Though I had always loved Latin in school, it had by now completely deserted me, and, besides, I was no longer feeling like a human being but like an insect that had been identified. I was just a mitral valve prolapser. My passivity was consumate. I scrunched up in my shell like a wounded turtle escaping the vindictive jabs of cruel boys with sticks. The neck, hands, fingers, toes, legs were examined, and, then, the ten minute lesson on mitral valve prolapse was over. The doctors hurried out discussing the more glamorous heart attack, and the heroic by-pass. The silliness of MVP dissipated quickly and gratefully.
After dressing, I waited with my husband outside Dr. Austin's office, occasionally glancing expectantly at his door. "Well?" my husband asked. "Mitral valve prolapse," I whispered timidly, perplexed that, though a big long name seemed to mean nothing, I felt as if some unknown assailant had taken a swipe at me. When my husband asked what that was I could only reply that I hadn't the foggiest idea.
At last the door opened, and Dr. Austin crooked his finger to summon me. I meekly obeyed, and it occurred to me that he had not used this gesture with his colleagues to draw them around the examining table. There was in that crooking finger something of the outraged parent who silently orders a disobedient child to stop kicking the neighbour's garbage can and proceed to the place of punishment. It was a style seemingly cultivated for patients, evidently only female, for, later he would introduce himself to my husband, shaking hands and chatting politely.
"Sit down," he commanded icily. I took the chair opposite his huge, shiny desk that stretched intimidatingly between us. A multitude of questions tumbled in my mind, but his opening remark, designed to overshadow everything else he might say, silenced me. It was unforgettable. "Mitral valve prolapse is an entirely insignificant condition." He paused and looked directly at me as if waiting for that to sink in. "It is totally benign. It does not get worse."

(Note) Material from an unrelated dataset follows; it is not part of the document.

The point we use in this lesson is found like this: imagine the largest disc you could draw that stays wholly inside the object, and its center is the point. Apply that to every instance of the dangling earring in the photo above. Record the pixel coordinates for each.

"Was I born with it?" I asked timidly, unable to suppress my curiosity.
A smile hovered about his mouth. "Possibly." Head bowed, pen scratching, he asked, "Did you ever have swollen, inflamed joints?"
"Not that I recall, just a general achiness with the tonsillitis which I had two and three times a year until my tonsils were removed when I was ..."
"No inflamed joints. No rheumatic fever," his voice marched on. He was decidedly not interested in my tonsils. "Any heart problems in your family?"
I told him about my relatives, their stories seeming so dramatic as to barely relate to what I had. However, his interest perked up. "Well, you're not going to drop dead!" he uttered sternly. "People with mitral valve prolapse do not drop dead suddenly!" He seemed to grit his teeth, and what I earlier had thought was scorn became more obvious as if he were determined to squash a fear that he imagined might eat away at my reason.